By:  Kelly Sommariva
ksommariva@klkntv.com

State Auditor Mike Foley says Nebraska is wasting millions of dollars with its current healthcare plan.  An audit shows some people getting benefits aren't even state employees.

Up, up and away.. that's where state employees' monthly healthcare premiums are going, according to the state auditor.  

“Even when you average out employee cost our state premiums are far too high.”

A report released by Mike Foley says Nebraska state employees pay about $800 more per month than the national average. Why is our state's plan the costliest in the country?  Foley says for one— it's not monitored well.

According to his report more than a million dollars in benefits were paid to people who weren't even eligible in 2010.
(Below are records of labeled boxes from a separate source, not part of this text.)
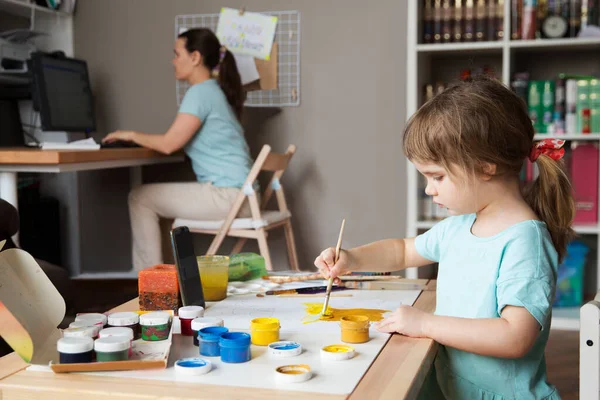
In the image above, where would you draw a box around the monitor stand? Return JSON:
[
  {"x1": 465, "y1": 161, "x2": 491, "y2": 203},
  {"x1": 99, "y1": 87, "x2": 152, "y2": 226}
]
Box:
[{"x1": 34, "y1": 129, "x2": 88, "y2": 143}]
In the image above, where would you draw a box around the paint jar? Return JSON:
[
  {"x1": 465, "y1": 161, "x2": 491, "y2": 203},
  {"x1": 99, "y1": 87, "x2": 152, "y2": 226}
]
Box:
[
  {"x1": 98, "y1": 326, "x2": 134, "y2": 358},
  {"x1": 62, "y1": 326, "x2": 97, "y2": 339},
  {"x1": 196, "y1": 256, "x2": 229, "y2": 301},
  {"x1": 75, "y1": 313, "x2": 108, "y2": 328},
  {"x1": 198, "y1": 326, "x2": 229, "y2": 357},
  {"x1": 177, "y1": 306, "x2": 204, "y2": 336},
  {"x1": 140, "y1": 311, "x2": 171, "y2": 341},
  {"x1": 94, "y1": 336, "x2": 130, "y2": 362},
  {"x1": 250, "y1": 318, "x2": 279, "y2": 346},
  {"x1": 108, "y1": 311, "x2": 142, "y2": 340},
  {"x1": 340, "y1": 315, "x2": 369, "y2": 343},
  {"x1": 56, "y1": 337, "x2": 94, "y2": 364},
  {"x1": 69, "y1": 321, "x2": 102, "y2": 339},
  {"x1": 219, "y1": 332, "x2": 251, "y2": 363},
  {"x1": 192, "y1": 317, "x2": 223, "y2": 346}
]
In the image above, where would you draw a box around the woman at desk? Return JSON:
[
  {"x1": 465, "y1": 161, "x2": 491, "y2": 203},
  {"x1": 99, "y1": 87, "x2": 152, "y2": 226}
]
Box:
[{"x1": 102, "y1": 29, "x2": 252, "y2": 270}]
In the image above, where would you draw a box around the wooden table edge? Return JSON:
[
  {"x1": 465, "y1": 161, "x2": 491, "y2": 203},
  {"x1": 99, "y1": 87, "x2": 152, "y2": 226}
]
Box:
[{"x1": 0, "y1": 281, "x2": 437, "y2": 400}]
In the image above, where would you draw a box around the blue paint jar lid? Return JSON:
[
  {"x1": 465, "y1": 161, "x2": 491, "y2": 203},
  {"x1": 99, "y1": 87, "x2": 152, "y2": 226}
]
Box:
[
  {"x1": 219, "y1": 332, "x2": 250, "y2": 348},
  {"x1": 198, "y1": 326, "x2": 229, "y2": 342},
  {"x1": 175, "y1": 357, "x2": 212, "y2": 375},
  {"x1": 269, "y1": 341, "x2": 302, "y2": 358},
  {"x1": 56, "y1": 337, "x2": 94, "y2": 354},
  {"x1": 192, "y1": 317, "x2": 223, "y2": 331},
  {"x1": 108, "y1": 311, "x2": 140, "y2": 326},
  {"x1": 177, "y1": 306, "x2": 204, "y2": 319}
]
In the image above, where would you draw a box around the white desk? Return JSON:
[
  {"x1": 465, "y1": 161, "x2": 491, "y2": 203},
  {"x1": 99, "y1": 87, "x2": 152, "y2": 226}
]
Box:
[
  {"x1": 0, "y1": 148, "x2": 184, "y2": 207},
  {"x1": 0, "y1": 148, "x2": 185, "y2": 277}
]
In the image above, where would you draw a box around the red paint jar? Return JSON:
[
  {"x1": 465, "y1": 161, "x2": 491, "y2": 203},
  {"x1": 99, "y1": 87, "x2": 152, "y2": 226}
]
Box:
[{"x1": 177, "y1": 306, "x2": 204, "y2": 336}]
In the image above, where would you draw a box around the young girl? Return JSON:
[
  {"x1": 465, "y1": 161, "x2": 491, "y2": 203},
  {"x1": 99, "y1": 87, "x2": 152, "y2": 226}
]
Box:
[
  {"x1": 315, "y1": 78, "x2": 574, "y2": 400},
  {"x1": 103, "y1": 29, "x2": 252, "y2": 270}
]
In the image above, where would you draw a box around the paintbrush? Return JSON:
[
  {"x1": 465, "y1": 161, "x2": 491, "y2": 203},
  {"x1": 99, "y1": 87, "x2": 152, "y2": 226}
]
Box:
[
  {"x1": 321, "y1": 218, "x2": 346, "y2": 317},
  {"x1": 265, "y1": 286, "x2": 349, "y2": 295}
]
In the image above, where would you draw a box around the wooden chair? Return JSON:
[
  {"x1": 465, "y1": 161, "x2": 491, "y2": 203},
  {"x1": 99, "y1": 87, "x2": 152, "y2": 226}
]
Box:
[{"x1": 173, "y1": 145, "x2": 298, "y2": 271}]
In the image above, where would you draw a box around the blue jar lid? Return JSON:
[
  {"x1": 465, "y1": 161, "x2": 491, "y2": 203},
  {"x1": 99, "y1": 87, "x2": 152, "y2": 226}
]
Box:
[
  {"x1": 219, "y1": 332, "x2": 250, "y2": 347},
  {"x1": 198, "y1": 326, "x2": 229, "y2": 342}
]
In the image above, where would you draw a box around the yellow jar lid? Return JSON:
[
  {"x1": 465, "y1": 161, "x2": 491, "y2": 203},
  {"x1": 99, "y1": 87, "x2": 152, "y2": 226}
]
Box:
[{"x1": 250, "y1": 318, "x2": 279, "y2": 330}]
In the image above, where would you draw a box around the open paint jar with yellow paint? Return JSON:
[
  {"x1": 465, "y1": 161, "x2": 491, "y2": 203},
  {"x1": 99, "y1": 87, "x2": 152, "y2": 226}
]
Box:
[
  {"x1": 250, "y1": 318, "x2": 279, "y2": 346},
  {"x1": 340, "y1": 315, "x2": 369, "y2": 343},
  {"x1": 196, "y1": 256, "x2": 229, "y2": 301}
]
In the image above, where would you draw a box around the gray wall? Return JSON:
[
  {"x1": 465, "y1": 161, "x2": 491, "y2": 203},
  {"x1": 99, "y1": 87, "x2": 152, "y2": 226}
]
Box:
[{"x1": 70, "y1": 0, "x2": 406, "y2": 268}]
“They've got to do a better job of tracking who's in the plan. We can't have state employees quitting their jobs going to the private sector or wherever and continue to walk around with Blue Cross card and Prescription Drug card and that's costing us a half a million dollars right off the bat. We should be able to fix that,” says Foley.

Also, administrative costs are sky high—more than 9 million a year.

The audit also found the state carries millions in unnecessary insurance… And keeps their cash reserve fund way too high.. Something state legislators say they'll look into.

“I'm a fiscal conservative and I can't imagine that we've allowed this much money to be spent in areas or money taken from an employee and put into these areas so there will be some action taken by our committee,” says Sen. Bob Krist of Omaha.

The bottom line, Foley says we're using an inefficient, outdated plan, that's costing state employees and taxpayers millions of dollars.

“If we make some plan design changes and other changes and administrative and monitoring we can drive down the cost my many millions of dollars.”

As for those people who appear to have been getting benefits who were not state employees, Foley says those cases will be handed over to attorney general Jon Bruning to decide if any charges will be filed.